Cevher İLHAN |
|
Büyük tehdit; toplumsal cinnet ve cinâyet… |
“İmdat!” işâretleri veren ahlakî aşınma, şiddet ve toplumsal cinnetle hunharlık ve vahşetteki artış, vahâmet boyutlarını aştı. Bunalım ve öfke, saldırganlığa ve âile içi şiddete dönüşmekte, terbiye ve mânevî kültür kodlarını kırmakta; ahlâkı, mâneviyatı ve geleneği hiçe sayan dehşetli cinâyetler işlenmekte. Medyada şiddet ve vahşet olayları âdeta sıradanlaşmakta. Ne var ki toplumu topyekûn sarsan “toplumsal cinnet”, özellikle çocukları ve gençliği tehdit eden tehlikeli vartaya karşı hâlâ ciddî tedbir yok.

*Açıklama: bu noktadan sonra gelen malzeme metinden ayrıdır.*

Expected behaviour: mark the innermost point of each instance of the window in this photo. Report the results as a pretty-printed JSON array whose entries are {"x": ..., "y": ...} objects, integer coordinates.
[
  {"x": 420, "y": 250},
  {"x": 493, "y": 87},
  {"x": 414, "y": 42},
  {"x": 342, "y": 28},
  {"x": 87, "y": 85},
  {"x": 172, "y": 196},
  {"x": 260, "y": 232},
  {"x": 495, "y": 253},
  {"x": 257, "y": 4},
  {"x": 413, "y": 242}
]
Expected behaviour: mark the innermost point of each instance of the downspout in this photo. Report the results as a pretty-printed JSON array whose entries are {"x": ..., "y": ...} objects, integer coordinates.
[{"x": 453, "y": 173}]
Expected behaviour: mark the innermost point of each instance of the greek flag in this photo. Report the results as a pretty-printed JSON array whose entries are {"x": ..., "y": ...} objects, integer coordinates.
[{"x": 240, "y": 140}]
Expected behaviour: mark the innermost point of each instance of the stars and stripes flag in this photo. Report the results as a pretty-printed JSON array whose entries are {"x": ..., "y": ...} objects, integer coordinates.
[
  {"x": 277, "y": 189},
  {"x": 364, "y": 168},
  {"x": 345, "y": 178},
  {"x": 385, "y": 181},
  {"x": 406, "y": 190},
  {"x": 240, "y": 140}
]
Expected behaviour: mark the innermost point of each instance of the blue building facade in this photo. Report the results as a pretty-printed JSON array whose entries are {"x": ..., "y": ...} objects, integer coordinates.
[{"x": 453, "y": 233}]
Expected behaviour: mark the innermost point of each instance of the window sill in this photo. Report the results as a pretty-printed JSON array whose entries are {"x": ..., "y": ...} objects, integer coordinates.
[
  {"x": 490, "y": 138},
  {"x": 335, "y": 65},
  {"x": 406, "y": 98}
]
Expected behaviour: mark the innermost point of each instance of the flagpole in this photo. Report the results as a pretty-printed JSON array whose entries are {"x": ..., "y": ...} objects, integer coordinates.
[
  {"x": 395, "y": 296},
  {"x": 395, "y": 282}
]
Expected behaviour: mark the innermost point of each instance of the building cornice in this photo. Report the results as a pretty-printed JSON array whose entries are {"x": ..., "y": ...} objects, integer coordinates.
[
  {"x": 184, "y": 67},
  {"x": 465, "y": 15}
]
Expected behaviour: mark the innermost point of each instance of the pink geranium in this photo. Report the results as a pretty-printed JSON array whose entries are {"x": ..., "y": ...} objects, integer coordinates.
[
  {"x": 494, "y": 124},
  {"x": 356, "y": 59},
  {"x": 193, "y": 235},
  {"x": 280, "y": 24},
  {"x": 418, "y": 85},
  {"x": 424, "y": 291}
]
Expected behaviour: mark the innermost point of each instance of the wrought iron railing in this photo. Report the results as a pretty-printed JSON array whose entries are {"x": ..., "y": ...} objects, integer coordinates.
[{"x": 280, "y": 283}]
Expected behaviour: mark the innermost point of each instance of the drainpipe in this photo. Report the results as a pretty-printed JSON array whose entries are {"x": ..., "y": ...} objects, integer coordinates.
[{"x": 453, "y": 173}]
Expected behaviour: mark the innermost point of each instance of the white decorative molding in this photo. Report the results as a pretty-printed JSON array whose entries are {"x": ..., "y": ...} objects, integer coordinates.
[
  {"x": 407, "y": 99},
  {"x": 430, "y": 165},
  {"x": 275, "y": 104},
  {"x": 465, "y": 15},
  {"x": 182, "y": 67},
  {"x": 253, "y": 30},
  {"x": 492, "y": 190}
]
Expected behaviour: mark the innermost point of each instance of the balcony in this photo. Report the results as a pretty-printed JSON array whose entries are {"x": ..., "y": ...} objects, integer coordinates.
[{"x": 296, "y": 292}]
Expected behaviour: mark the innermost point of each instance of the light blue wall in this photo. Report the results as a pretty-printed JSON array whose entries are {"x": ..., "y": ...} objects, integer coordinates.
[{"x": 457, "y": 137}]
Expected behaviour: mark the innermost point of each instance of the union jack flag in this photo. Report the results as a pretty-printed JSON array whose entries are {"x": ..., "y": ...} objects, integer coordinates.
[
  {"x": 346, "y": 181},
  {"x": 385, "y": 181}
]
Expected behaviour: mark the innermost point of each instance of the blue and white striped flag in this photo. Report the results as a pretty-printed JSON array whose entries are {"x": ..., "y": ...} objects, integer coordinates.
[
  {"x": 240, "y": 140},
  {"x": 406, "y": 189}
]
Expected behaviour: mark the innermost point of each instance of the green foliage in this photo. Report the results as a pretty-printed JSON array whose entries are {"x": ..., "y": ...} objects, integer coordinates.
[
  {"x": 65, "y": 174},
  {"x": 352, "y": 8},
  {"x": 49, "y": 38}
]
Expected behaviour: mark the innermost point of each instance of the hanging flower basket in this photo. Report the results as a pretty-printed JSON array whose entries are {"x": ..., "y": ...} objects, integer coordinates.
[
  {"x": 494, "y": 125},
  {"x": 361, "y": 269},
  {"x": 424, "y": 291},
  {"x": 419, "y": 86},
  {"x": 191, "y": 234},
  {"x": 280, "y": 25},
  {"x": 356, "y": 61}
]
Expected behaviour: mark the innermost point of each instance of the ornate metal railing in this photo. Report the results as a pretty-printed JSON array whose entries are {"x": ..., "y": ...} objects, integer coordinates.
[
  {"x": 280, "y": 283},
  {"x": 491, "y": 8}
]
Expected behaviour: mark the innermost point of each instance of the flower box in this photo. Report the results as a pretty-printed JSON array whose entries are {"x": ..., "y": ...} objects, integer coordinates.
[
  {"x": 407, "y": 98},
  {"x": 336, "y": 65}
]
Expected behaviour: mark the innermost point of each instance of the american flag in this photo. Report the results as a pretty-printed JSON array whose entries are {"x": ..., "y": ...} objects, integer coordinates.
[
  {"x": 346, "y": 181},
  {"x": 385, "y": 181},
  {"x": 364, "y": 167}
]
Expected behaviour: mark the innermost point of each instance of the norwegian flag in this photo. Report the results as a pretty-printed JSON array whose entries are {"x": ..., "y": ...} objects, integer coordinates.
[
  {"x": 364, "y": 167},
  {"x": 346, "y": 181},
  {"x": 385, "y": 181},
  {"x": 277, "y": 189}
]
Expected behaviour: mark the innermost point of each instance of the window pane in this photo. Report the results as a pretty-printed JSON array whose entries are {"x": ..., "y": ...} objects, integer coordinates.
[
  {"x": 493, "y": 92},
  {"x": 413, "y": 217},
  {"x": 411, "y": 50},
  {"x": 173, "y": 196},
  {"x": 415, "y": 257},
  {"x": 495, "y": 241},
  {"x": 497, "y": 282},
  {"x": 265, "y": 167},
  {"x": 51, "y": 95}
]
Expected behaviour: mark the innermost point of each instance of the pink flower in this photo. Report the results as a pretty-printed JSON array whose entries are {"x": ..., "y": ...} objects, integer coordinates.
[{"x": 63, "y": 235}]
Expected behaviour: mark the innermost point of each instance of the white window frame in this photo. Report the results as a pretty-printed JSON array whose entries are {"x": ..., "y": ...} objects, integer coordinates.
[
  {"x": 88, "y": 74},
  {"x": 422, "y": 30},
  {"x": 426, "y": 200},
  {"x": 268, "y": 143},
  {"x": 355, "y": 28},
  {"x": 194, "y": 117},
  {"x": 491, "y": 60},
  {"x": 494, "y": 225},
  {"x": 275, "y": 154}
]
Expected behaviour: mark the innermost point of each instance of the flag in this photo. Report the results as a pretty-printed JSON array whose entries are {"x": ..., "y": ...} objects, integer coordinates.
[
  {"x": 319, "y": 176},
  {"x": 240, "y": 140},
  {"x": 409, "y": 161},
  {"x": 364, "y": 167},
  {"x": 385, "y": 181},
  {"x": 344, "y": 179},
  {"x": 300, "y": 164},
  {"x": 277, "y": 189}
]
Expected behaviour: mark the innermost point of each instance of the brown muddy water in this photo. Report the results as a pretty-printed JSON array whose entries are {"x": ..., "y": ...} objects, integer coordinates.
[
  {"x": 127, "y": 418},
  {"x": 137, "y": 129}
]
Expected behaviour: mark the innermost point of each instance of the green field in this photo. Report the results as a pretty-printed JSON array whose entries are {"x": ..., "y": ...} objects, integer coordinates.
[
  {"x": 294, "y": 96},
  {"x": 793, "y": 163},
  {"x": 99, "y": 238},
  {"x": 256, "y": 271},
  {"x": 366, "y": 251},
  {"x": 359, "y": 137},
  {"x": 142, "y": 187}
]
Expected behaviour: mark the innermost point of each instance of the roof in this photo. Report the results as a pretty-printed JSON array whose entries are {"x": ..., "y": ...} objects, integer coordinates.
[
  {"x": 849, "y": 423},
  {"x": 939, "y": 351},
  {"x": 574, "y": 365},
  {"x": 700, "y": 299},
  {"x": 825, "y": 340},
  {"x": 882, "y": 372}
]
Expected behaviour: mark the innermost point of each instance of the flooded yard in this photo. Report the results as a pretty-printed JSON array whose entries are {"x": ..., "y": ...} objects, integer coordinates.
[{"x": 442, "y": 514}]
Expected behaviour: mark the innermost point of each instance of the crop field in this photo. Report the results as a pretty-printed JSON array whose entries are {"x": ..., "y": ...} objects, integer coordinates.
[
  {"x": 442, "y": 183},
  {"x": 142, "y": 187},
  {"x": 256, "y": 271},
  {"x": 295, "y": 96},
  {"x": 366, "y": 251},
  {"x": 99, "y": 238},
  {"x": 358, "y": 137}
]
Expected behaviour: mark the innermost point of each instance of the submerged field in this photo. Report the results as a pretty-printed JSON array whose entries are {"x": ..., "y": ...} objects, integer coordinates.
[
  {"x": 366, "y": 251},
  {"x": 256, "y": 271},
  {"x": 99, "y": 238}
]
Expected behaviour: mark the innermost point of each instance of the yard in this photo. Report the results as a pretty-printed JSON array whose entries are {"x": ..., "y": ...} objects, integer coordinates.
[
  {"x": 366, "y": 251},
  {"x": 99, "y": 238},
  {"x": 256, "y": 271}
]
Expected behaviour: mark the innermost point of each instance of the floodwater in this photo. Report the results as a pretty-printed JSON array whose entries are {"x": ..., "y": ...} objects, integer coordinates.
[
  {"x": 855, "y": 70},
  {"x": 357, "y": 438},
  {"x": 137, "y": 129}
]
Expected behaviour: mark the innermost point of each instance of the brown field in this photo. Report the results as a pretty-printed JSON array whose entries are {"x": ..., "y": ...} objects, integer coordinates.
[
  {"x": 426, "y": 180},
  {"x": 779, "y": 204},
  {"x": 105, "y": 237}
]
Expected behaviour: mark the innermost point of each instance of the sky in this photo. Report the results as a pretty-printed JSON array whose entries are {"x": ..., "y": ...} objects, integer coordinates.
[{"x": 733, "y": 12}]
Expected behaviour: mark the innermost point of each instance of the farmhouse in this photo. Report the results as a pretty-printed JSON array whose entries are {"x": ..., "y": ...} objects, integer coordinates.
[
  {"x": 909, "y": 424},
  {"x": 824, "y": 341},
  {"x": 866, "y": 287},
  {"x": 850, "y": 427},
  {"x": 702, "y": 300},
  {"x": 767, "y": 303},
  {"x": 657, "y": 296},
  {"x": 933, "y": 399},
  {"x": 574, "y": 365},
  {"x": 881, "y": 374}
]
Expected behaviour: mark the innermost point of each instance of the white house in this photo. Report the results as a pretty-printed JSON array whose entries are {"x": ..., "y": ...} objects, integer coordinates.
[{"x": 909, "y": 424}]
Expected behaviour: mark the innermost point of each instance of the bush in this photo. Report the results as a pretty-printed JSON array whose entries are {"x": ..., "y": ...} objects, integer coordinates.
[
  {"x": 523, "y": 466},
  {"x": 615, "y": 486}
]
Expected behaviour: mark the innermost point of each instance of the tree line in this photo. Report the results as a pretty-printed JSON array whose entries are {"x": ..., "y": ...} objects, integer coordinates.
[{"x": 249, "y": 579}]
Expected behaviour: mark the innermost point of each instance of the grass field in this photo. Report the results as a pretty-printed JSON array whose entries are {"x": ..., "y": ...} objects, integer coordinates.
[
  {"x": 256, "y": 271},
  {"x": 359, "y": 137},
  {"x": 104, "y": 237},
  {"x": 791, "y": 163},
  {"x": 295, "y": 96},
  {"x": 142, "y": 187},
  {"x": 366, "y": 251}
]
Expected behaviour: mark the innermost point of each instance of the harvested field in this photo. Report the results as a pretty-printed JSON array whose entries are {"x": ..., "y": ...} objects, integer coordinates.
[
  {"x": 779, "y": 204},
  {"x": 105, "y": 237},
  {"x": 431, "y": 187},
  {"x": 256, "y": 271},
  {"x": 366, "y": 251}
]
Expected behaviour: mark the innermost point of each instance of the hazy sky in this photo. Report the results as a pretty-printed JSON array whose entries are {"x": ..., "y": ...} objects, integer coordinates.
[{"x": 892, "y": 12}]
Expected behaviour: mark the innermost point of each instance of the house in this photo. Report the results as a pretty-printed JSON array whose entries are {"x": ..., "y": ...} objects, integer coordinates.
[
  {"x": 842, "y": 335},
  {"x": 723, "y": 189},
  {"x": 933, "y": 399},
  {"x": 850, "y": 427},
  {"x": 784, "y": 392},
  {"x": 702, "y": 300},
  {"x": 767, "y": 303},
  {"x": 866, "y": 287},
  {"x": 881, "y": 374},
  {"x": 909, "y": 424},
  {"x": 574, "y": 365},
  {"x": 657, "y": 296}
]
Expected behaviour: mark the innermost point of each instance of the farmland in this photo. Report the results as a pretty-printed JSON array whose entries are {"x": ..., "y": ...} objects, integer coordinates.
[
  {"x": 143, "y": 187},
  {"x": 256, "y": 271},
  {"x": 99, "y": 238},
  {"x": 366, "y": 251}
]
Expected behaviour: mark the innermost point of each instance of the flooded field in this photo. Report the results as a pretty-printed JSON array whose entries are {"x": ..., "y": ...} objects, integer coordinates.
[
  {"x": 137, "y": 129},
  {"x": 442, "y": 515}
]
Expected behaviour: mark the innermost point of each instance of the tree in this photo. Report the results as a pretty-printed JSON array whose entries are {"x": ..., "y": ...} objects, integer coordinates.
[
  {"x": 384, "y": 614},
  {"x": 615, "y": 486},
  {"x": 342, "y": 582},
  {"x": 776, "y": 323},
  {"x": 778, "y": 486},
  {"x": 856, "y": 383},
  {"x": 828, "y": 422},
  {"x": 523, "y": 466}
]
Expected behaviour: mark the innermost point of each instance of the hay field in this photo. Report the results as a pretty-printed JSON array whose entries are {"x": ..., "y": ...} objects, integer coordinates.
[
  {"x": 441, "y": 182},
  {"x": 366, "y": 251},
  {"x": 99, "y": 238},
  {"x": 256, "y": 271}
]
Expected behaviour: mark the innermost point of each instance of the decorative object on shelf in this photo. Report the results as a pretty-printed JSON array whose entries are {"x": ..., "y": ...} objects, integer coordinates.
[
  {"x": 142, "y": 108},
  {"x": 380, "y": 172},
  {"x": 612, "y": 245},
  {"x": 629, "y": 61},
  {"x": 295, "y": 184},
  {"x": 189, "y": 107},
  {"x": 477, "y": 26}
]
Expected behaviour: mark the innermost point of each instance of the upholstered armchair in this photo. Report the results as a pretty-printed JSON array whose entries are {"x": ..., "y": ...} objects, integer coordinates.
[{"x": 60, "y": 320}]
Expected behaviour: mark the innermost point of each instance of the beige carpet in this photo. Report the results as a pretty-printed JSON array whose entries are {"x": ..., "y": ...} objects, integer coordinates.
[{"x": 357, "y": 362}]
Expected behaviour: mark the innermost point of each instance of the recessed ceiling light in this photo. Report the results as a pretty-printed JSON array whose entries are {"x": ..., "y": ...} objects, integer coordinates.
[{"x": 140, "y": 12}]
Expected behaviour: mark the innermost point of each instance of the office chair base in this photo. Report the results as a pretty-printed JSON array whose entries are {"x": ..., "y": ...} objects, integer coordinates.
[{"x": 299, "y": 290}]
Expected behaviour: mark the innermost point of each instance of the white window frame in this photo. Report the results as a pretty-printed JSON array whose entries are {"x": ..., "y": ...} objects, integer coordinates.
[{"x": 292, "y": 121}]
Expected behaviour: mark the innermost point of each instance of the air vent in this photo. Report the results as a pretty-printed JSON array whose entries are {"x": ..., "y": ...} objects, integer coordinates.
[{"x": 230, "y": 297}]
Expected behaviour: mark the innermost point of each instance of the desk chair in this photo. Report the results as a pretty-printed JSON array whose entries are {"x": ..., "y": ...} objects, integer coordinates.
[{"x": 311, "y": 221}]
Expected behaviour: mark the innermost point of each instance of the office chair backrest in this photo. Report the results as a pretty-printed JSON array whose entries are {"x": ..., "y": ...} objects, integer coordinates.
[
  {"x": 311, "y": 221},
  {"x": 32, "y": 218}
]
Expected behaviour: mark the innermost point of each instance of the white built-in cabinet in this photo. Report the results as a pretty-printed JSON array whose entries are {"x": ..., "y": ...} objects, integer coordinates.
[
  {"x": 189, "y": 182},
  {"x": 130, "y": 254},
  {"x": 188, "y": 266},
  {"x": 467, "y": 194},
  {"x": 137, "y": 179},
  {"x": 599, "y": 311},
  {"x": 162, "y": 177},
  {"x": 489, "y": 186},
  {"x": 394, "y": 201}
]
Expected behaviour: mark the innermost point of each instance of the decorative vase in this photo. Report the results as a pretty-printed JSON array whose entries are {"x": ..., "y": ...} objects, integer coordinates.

Cinnet ve cinâyet haberlerinin üstüste yığıldığı sırada bile yetkililer “hiçbir şey yokmuş” gibi hâlâ demeçlerle geçiştirmekteler. Türkiye’nin bir tek ilinde bir hafta içinde 12 cinâyetin işlendiği, Mardin Mazıdağı’nda 44 kişinin öldürülmesi katliâmından, ebeveynin evlâdı katlettiği ve evlâdın ebeveynini, kardeşlerini, akrabalarını sistematik bir biçimde öldürdüğü dehşetli cinâyetlerin devam ettiği süreçte hâlâ gerekli yasal ve mânevî tedbirler gündemde değil… “Mayın yasası”na kafayı takan siyasî iktidar, muhalefetin “cinnet, cinâyet ve vahşet olayları hakkındaki Meclis araştırması”na bigâne. Hâlâ meseleye günübirlik geçiştirme hesaplarıyla bakılıyor… İçişleri Bakanı’nın “Türkiye’nin AB ülkeleri arasında en güvenilir ülke” olduğunu iddia ettiği, Başkent’i örnek vererek son iki yılda suçlarda biraz daha düşme olduğunu, kapkaç olaylarının ve hırsızlığın kaybolduğunu söylediği günde, Ankara’da 24 saat içinde sadece polis sorumluluk bölgesinde meydana gelen olaylarda 10 vatandaş yaralanmış, 7’si hırsızlıktan 62’si diğer suçlardan toplam 96 kişi gözaltına alınmıştı. Ayrıca aynı günde meydana gelen 88 trafik kazasında 15’i yaralanma, 2 bin 682 araca çeşitli suçlardan işlem yapılmış, ruhsatsız silâh, tabanca ve kesici âlet bulundurmaktan, uyuşturucu ticareti yapmak ve esrar bulundurmaktan 30’a yakın şüpheli yakalanmıştı…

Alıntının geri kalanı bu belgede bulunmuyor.